The front page of the Minneapolis Journal on March 21, 1905, included a story about a Wayzata man committing suicide "in preference to a lingering death of consumption [tuberculosis]." Two men were indicted in the slaying of little Freddie King at Mingo's saloon in Columbia Heights. And the War Department was poised to approve an extension of the streetcar line to Fort Snelling.
But the big headline of the day, in all capital letters, announced: MINNEAPOLIS GIRL IS AN EARL'S BRIDE, above pictures of the mustachioed Earl of Rosslyn and his new wife: Anna Robinson, a former scullery maid turned showgirl, actress and frequent gossip target from New York to Paris.
The quiet London wedding, on a Monday, stayed anything but quiet — making papers across the country.

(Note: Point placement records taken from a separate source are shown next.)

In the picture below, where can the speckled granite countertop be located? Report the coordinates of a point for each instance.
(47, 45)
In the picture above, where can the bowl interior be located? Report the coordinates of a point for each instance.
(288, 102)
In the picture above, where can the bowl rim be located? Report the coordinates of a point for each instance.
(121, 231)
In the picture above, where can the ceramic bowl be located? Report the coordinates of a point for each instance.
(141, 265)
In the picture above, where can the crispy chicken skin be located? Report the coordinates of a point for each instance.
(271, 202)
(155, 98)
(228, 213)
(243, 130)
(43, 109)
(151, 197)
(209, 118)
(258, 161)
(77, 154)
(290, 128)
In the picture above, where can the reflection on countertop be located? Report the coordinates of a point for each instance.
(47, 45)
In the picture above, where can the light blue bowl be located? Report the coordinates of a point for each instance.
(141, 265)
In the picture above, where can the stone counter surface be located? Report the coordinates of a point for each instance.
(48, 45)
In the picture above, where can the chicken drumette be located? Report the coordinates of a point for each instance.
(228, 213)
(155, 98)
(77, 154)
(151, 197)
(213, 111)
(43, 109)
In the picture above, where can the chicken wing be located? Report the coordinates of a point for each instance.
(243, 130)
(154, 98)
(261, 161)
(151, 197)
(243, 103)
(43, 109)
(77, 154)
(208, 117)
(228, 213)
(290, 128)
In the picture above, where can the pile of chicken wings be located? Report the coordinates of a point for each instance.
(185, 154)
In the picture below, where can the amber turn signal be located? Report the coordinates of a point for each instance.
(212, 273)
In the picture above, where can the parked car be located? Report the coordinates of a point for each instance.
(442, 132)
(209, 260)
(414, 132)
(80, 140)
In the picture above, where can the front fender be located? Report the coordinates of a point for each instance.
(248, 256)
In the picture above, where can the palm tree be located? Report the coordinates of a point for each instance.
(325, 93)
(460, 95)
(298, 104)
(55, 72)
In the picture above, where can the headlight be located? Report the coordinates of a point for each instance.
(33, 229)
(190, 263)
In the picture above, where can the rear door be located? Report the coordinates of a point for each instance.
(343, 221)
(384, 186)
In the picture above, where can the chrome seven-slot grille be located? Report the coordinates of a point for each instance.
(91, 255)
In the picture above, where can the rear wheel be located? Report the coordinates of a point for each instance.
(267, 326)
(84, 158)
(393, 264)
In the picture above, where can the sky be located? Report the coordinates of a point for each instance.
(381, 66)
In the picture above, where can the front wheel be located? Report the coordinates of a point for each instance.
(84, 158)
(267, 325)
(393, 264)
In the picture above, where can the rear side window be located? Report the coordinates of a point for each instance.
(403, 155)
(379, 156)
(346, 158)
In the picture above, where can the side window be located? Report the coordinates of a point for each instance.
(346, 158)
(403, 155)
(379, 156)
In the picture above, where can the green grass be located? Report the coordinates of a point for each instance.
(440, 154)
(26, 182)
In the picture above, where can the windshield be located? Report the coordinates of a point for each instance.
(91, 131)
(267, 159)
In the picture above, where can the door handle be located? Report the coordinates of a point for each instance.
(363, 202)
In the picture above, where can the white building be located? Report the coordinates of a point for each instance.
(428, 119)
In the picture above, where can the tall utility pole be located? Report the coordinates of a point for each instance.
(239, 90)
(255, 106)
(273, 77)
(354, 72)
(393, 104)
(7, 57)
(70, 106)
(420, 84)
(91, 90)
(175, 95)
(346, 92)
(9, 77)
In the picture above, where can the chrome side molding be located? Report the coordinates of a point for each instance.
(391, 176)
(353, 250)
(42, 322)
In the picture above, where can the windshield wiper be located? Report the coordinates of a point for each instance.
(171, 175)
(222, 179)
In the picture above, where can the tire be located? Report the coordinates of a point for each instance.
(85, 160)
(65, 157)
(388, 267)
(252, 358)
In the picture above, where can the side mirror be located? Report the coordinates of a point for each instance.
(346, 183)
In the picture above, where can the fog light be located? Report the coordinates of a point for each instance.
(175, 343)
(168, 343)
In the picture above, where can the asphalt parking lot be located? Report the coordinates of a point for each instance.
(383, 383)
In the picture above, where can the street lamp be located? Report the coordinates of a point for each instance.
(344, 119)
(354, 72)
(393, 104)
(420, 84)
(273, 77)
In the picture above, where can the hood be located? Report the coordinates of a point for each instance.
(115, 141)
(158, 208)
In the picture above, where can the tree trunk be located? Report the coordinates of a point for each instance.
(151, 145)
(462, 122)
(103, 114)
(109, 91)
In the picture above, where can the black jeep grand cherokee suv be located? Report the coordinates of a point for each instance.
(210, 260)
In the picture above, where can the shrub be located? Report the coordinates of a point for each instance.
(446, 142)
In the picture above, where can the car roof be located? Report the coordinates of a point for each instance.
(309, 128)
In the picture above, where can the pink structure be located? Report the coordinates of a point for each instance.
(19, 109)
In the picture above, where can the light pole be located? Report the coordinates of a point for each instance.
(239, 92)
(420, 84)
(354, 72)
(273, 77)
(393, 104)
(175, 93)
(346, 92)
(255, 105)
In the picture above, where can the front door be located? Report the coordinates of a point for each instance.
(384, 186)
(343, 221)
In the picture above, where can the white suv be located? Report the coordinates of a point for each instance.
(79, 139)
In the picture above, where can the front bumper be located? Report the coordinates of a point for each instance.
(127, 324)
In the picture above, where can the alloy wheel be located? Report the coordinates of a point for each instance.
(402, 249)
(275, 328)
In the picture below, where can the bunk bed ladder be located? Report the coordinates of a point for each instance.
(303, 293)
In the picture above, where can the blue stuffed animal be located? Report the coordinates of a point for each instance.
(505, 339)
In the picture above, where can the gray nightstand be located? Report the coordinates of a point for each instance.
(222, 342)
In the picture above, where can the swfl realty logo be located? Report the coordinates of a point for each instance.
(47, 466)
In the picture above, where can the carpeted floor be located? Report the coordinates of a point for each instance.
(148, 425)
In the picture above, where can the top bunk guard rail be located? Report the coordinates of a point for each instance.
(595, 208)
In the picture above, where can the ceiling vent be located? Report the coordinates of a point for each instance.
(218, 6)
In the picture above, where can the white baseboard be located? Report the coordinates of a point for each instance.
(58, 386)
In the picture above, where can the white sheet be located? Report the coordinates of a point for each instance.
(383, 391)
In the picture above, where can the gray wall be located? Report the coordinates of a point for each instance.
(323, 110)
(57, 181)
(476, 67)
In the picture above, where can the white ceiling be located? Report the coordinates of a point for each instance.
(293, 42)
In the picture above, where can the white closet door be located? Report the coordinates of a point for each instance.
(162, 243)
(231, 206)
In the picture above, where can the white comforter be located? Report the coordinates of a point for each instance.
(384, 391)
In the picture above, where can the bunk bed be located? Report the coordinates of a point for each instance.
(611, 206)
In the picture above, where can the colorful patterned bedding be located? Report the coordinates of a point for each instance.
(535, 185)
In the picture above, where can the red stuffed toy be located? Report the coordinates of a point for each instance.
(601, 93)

Her hometown Journal dropped in all kinds of juicy tidbits: Anna's affair with Belgium's King Leopold, her gambling hot streaks in Monte Carlo, the "pint of diamonds" that her countless suitors had bestowed upon her.
"The countess is a brunette, tall, stately and with a distinct patrician bearing," the newspaper said.
She enjoyed Paris the most because, she said, "counts and barons pelt you with gifts and diamonds. In New York, they step on your toes on the streetcars or drunken cabmen take you to the wrong street."
Paris and New York came after Robinson spent her first 23 years in Minneapolis, where she was born in 1870. Her father died before she turned 15 and her widowed mother rented a dwelling in 1885 on First Avenue North and Fourth Street. She took on boarders, and Anna and her sister, Margaret, made beds, washed dishes and waited tables.
As the boardinghouse business picked up, the Robinsons moved to the St. Leon Hotel on Marquette Avenue. The Grand Opera House and Bijou theaters weren't far and Anna would stop by to lure traveling troupes to stay at their hotel.
"The expression 'gold digger' had not been coined as a synonym for a scheming woman in those days," journalist Merle Potter wrote in 1931. "But Anna Robinson set out to entrap the hearts of men and befuddle their heads with no higher purpose than her own selfish interests."